Kenaikan Biaya Operasional Ojol
BBM bersubsidi seperti Pertalite dan telah menjadi andalan sebagian besar pengemudi ojol di Indonesiauntuk menekan biaya operasional. Jika mereka dipaksa menggunakan BBM non-subsidi seperti Pertamax, pengeluaran untuk bahan bakar bisa meningkat signifikan. Pada saat ini, harga Pertalite ini adalah sekitar Rp10.000 per liter, sedangkan Pertamax mencapai Rp14.000 per liter.
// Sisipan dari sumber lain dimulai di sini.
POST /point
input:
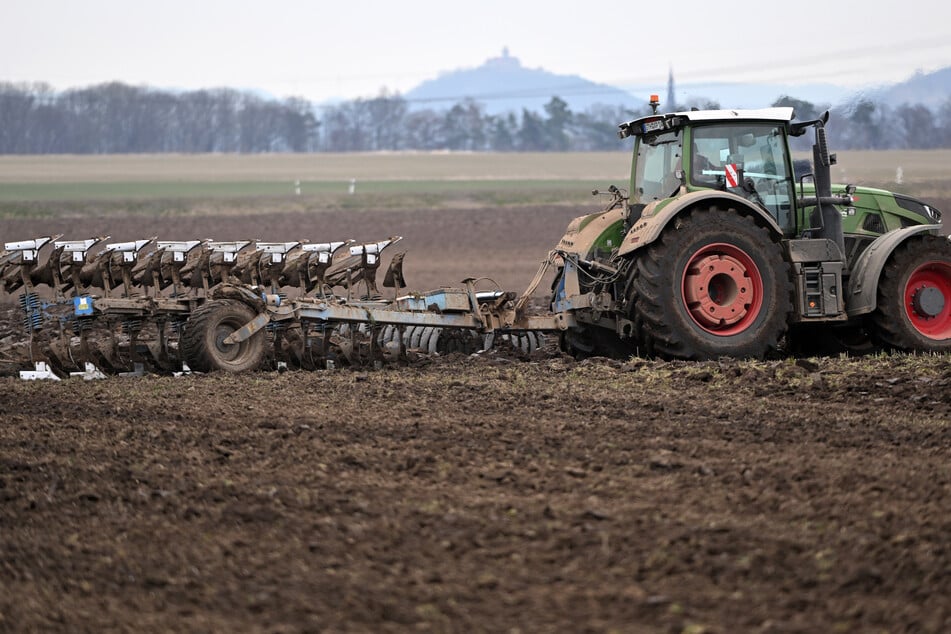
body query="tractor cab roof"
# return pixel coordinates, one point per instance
(658, 122)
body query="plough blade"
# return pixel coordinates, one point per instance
(91, 306)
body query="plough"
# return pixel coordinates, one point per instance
(717, 249)
(92, 306)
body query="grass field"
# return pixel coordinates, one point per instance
(494, 178)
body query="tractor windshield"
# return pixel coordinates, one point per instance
(657, 167)
(748, 160)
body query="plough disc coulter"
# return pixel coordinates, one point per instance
(92, 306)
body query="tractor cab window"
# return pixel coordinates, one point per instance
(657, 167)
(748, 160)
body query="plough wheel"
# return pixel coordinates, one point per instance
(206, 330)
(914, 297)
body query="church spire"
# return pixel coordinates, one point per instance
(671, 105)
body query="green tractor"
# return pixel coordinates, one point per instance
(720, 250)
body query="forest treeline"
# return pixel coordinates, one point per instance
(117, 118)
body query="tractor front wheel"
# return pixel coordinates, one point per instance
(714, 284)
(914, 297)
(207, 328)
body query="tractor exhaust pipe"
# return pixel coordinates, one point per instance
(831, 220)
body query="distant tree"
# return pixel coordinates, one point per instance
(559, 118)
(531, 134)
(422, 130)
(464, 126)
(502, 130)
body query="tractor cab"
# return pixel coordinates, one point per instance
(742, 152)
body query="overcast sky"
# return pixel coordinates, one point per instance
(354, 48)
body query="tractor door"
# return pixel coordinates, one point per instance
(747, 159)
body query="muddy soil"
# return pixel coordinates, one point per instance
(485, 493)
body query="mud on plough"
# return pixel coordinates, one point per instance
(91, 307)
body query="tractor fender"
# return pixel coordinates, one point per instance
(863, 282)
(658, 214)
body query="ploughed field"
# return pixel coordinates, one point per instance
(485, 493)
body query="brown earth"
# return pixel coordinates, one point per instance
(479, 493)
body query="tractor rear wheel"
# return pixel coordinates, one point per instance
(206, 330)
(914, 297)
(713, 284)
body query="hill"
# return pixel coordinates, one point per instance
(502, 84)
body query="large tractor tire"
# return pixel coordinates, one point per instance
(713, 284)
(914, 297)
(203, 344)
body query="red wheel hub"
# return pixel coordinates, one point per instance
(722, 289)
(928, 300)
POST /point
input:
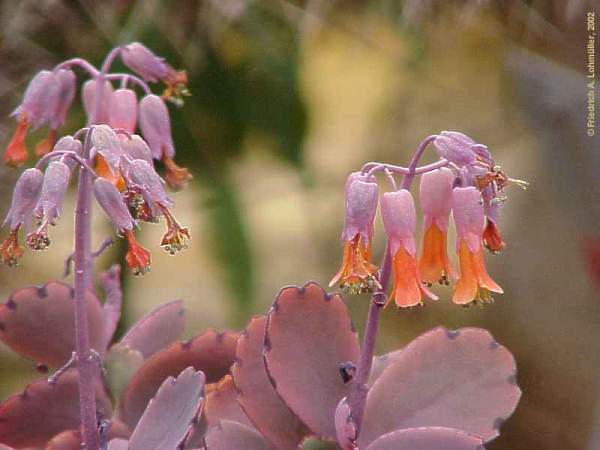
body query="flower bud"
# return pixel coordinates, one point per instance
(123, 110)
(156, 126)
(455, 147)
(399, 219)
(67, 144)
(435, 193)
(135, 147)
(64, 97)
(108, 145)
(361, 207)
(111, 201)
(436, 203)
(25, 197)
(39, 100)
(89, 91)
(467, 211)
(143, 62)
(474, 282)
(54, 188)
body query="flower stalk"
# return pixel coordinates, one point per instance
(82, 261)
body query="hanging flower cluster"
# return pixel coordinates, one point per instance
(467, 183)
(126, 184)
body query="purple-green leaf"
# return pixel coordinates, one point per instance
(222, 404)
(212, 353)
(427, 438)
(37, 322)
(257, 397)
(42, 410)
(234, 436)
(157, 329)
(458, 379)
(169, 415)
(309, 334)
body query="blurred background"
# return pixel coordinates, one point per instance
(288, 98)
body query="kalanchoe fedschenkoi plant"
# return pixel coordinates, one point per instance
(296, 376)
(466, 181)
(357, 274)
(112, 164)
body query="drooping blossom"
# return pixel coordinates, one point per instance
(35, 110)
(49, 205)
(110, 200)
(156, 129)
(357, 274)
(399, 220)
(123, 110)
(154, 68)
(108, 150)
(25, 197)
(63, 93)
(97, 114)
(474, 282)
(436, 202)
(146, 188)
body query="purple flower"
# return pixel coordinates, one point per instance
(123, 110)
(436, 202)
(156, 129)
(88, 94)
(153, 68)
(25, 197)
(474, 282)
(49, 205)
(399, 220)
(357, 274)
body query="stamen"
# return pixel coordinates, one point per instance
(10, 251)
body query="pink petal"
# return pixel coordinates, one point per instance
(309, 333)
(212, 353)
(170, 413)
(42, 410)
(222, 404)
(37, 322)
(157, 329)
(427, 438)
(257, 397)
(458, 379)
(234, 436)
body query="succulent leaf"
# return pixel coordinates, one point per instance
(230, 435)
(269, 414)
(309, 334)
(32, 417)
(458, 379)
(222, 404)
(37, 322)
(157, 329)
(210, 352)
(169, 415)
(427, 438)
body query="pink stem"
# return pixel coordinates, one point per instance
(82, 282)
(408, 178)
(358, 394)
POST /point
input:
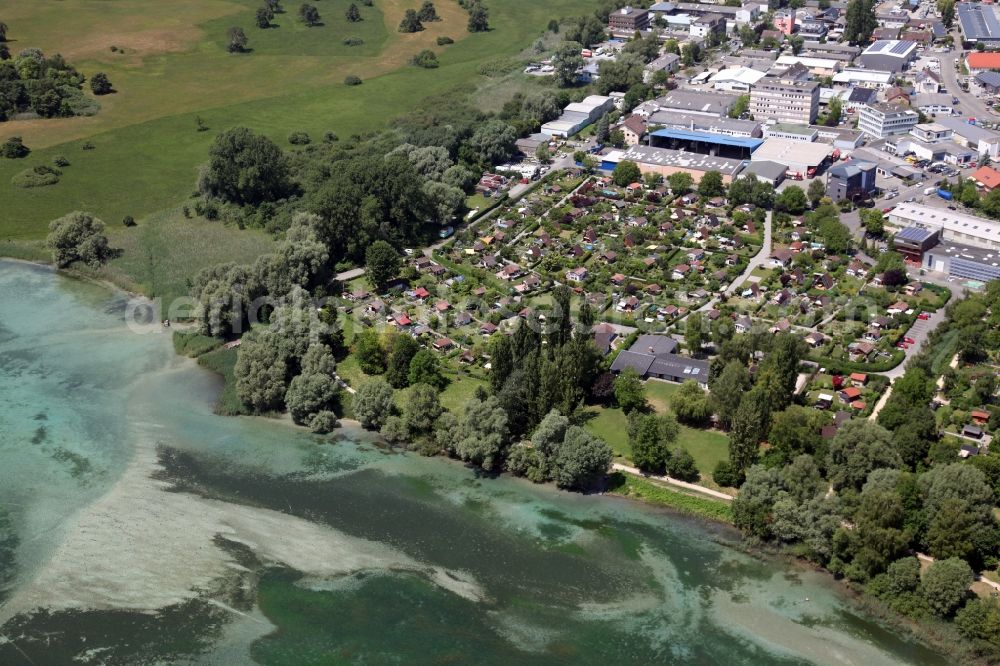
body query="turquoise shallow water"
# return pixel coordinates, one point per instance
(456, 568)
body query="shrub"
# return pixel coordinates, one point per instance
(425, 59)
(13, 148)
(38, 176)
(726, 475)
(100, 84)
(324, 422)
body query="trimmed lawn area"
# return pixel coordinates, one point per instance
(659, 394)
(160, 256)
(146, 147)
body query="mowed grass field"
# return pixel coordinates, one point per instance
(707, 447)
(146, 148)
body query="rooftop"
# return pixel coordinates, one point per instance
(970, 132)
(709, 137)
(791, 128)
(697, 101)
(683, 159)
(692, 121)
(896, 48)
(790, 150)
(949, 220)
(914, 235)
(986, 175)
(991, 79)
(863, 75)
(978, 21)
(977, 254)
(984, 60)
(738, 74)
(766, 169)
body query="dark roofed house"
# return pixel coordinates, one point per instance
(652, 356)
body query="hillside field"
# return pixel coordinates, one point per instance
(170, 67)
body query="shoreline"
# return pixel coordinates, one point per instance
(271, 535)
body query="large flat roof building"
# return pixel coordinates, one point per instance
(628, 19)
(881, 121)
(665, 161)
(694, 102)
(723, 125)
(955, 226)
(889, 55)
(979, 23)
(866, 78)
(986, 142)
(785, 101)
(799, 156)
(962, 261)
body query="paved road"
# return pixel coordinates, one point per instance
(347, 276)
(755, 262)
(715, 494)
(969, 104)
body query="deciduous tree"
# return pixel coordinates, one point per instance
(373, 403)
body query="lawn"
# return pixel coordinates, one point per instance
(707, 447)
(146, 148)
(160, 257)
(629, 485)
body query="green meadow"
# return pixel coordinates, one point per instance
(140, 154)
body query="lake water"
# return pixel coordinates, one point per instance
(145, 529)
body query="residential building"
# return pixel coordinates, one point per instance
(784, 21)
(652, 356)
(669, 63)
(785, 101)
(880, 121)
(707, 26)
(889, 55)
(927, 82)
(628, 19)
(850, 180)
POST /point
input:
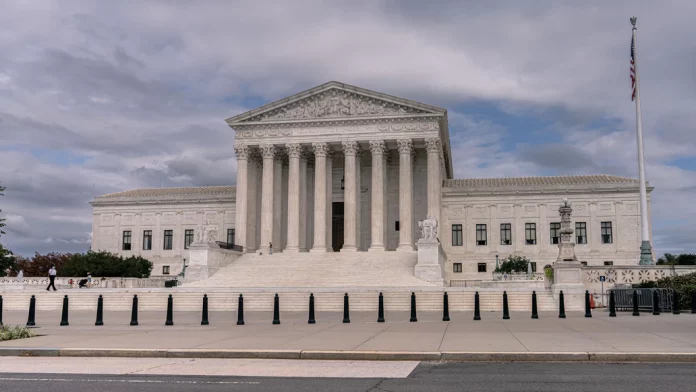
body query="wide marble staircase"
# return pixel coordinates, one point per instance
(334, 269)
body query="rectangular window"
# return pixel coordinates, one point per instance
(457, 235)
(505, 234)
(530, 233)
(188, 238)
(606, 233)
(168, 235)
(555, 233)
(580, 232)
(147, 239)
(481, 235)
(230, 236)
(126, 239)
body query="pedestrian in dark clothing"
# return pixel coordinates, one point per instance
(52, 278)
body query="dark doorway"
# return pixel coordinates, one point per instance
(337, 226)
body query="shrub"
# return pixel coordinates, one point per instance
(15, 332)
(513, 264)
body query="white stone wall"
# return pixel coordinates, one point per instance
(109, 223)
(622, 209)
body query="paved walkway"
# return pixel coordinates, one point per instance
(647, 333)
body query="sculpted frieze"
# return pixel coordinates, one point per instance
(335, 103)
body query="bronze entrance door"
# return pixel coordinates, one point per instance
(337, 226)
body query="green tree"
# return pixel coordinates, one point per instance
(513, 264)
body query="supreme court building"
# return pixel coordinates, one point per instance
(339, 168)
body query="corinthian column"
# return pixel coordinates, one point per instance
(405, 195)
(433, 147)
(350, 149)
(320, 150)
(268, 154)
(294, 151)
(377, 148)
(240, 220)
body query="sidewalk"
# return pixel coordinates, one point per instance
(574, 338)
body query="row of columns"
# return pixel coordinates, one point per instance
(270, 208)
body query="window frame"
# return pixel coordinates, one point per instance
(127, 245)
(555, 228)
(188, 238)
(607, 232)
(578, 227)
(457, 229)
(168, 239)
(530, 231)
(147, 239)
(481, 232)
(506, 232)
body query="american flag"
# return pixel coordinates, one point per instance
(633, 68)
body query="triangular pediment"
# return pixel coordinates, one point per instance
(334, 100)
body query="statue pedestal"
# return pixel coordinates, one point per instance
(205, 259)
(431, 261)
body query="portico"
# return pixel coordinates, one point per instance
(378, 158)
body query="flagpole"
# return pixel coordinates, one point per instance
(645, 247)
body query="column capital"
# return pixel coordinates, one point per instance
(432, 144)
(377, 147)
(405, 146)
(268, 151)
(320, 149)
(241, 151)
(294, 150)
(350, 147)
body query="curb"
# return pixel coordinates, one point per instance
(449, 356)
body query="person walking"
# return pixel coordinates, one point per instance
(52, 278)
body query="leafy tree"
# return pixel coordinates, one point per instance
(513, 264)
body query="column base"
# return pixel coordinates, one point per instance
(405, 248)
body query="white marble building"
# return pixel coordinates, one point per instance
(338, 168)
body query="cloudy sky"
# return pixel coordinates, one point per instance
(98, 97)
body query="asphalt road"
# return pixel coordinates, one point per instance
(426, 377)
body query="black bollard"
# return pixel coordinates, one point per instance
(380, 310)
(134, 310)
(535, 313)
(170, 311)
(311, 309)
(276, 310)
(240, 311)
(100, 311)
(635, 303)
(506, 311)
(346, 309)
(612, 304)
(656, 303)
(204, 316)
(413, 308)
(64, 315)
(31, 322)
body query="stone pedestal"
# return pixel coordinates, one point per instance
(205, 259)
(431, 261)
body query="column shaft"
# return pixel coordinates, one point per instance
(405, 195)
(377, 148)
(268, 153)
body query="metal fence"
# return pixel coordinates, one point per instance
(623, 299)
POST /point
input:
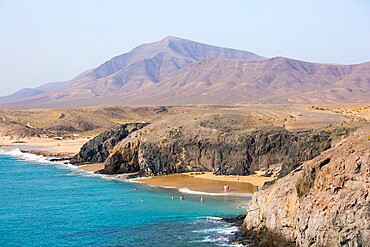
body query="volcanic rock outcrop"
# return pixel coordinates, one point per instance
(215, 143)
(98, 149)
(324, 202)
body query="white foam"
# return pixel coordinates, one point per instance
(25, 156)
(188, 191)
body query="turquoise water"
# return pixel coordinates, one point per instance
(55, 205)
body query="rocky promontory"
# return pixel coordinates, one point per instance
(324, 202)
(98, 149)
(218, 143)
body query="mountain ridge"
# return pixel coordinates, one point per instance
(180, 71)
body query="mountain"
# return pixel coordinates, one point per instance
(179, 71)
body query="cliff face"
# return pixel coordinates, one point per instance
(214, 144)
(324, 202)
(98, 149)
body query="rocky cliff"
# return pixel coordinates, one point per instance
(215, 143)
(98, 149)
(324, 202)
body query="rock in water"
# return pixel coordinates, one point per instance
(98, 149)
(326, 202)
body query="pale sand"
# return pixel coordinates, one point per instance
(92, 167)
(257, 179)
(71, 146)
(208, 182)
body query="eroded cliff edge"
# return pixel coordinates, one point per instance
(224, 144)
(324, 202)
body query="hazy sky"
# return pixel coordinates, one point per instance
(51, 40)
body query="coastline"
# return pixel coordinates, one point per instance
(44, 146)
(191, 182)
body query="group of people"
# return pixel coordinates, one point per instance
(226, 188)
(182, 198)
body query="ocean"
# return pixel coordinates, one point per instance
(44, 204)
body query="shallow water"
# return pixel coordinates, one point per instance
(44, 204)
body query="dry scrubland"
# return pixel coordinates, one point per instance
(90, 121)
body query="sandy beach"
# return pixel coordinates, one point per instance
(92, 167)
(195, 181)
(48, 145)
(209, 183)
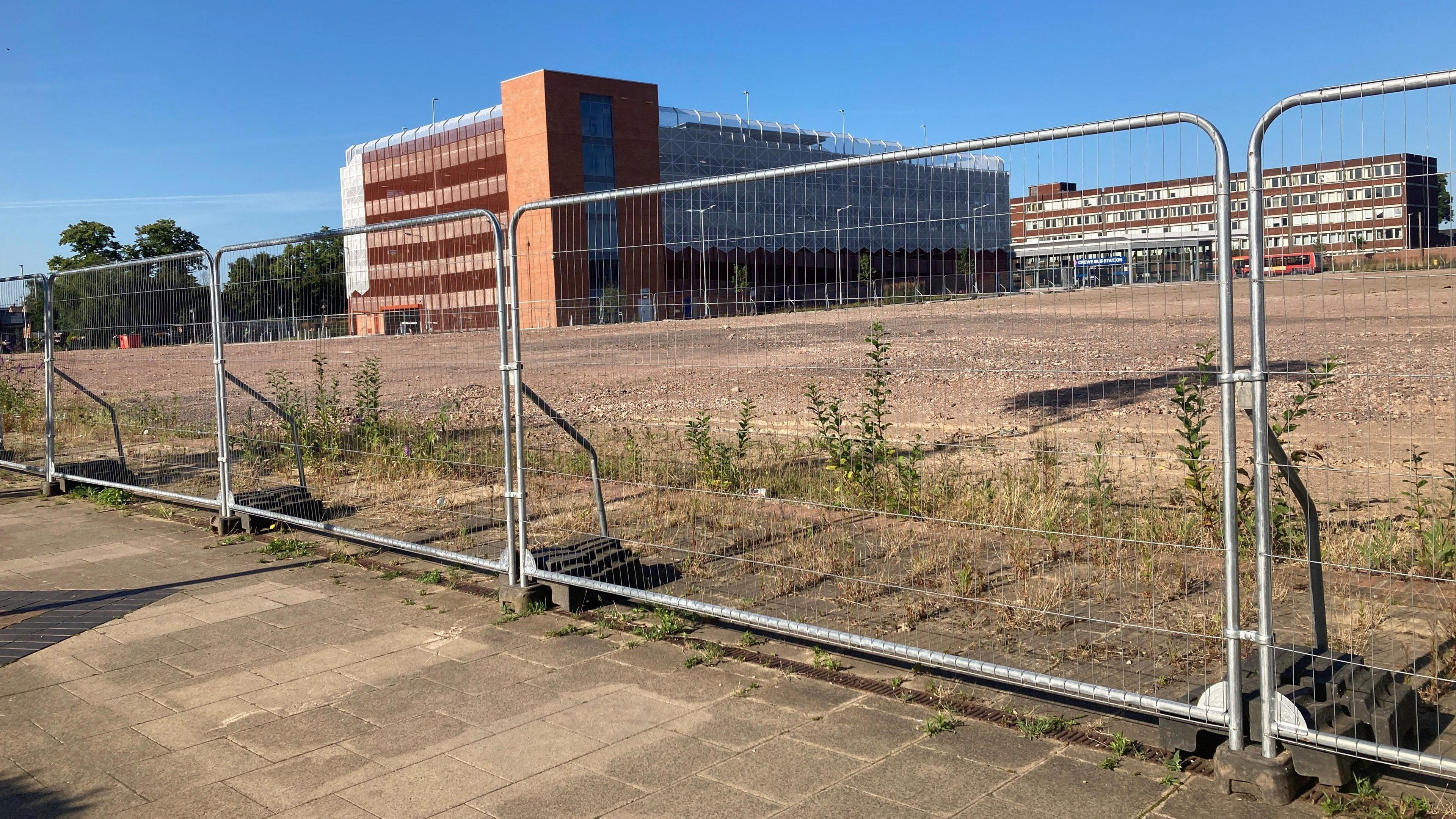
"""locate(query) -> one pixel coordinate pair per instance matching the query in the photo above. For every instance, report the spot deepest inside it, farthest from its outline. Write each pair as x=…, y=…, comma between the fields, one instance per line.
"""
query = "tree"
x=1443, y=200
x=303, y=280
x=92, y=244
x=162, y=238
x=147, y=299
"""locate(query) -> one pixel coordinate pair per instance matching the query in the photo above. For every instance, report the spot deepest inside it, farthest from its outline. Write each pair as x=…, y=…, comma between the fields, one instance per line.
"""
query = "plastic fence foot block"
x=522, y=596
x=1250, y=773
x=567, y=596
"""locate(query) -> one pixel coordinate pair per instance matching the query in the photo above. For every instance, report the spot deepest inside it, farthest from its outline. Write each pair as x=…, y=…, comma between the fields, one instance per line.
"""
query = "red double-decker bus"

Dengan perbedaan harga seperti ini, pengemudi yang menghabiskan 20 liter BBM per minggu harus mengeluarkan tambahan hingga Rp80.000. Biaya tambahan juga akan langsung menggerus pendapatan para pengemudi, yang sebagian besar sudah tergolong rendah. Akibatnya, banyak pengemudi ojol yang kemungkinan besar ini akan kesulitan memenuhi kebutuhan hidup sehari-hari.
Kenaikan Tarif Layanan
Untuk menutup biaya operasional yang meningkat, ojol mungkin akan menaikkan tarif layanan. Hal ini berpengaruh pada konsumen yang bergantung pada jasa transportasi dan pengiriman ojol. Masyarakat dengan daya beli rendah akan merasakan beban tambahan, terutama mereka yang menggunakan ojol sebagai moda transportasi utama untuk bekerja atau beraktivitas sehari-hari. Kenaikan tarif ini juga berpotensi mengurangi jumlah pengguna layanan ojol, karena konsumen mungkin akan mencari alternatif transportasi lain yang lebih terjangkau, seperti angkutan umum.
Dampak pada Sektor UMKM
Efek lanjutan dari pembatasan ini juga akan dirasakan oleh pelaku Usaha Mikro, Kecil, dan Menengah (UMKM). Ada banyak sekali UMKM di Indonesia, khususnya di sektor kuliner, bergantung pada jasa pengiriman makanan dari ojek online (ojol). Jika tarif layanan ojol naik, biaya logistik UMKM pun akan ikut meningkat. Pada akhirnya, harga produk yang mereka jual juga akan naik, yang berpotensi menurunkan daya saing di pasar. UMKM yang sulit beradaptasi dengan kenaikan biaya ini bisa kehilangan pelanggan, sehingga potensi kerugian yang menjadi tak terhindarkan.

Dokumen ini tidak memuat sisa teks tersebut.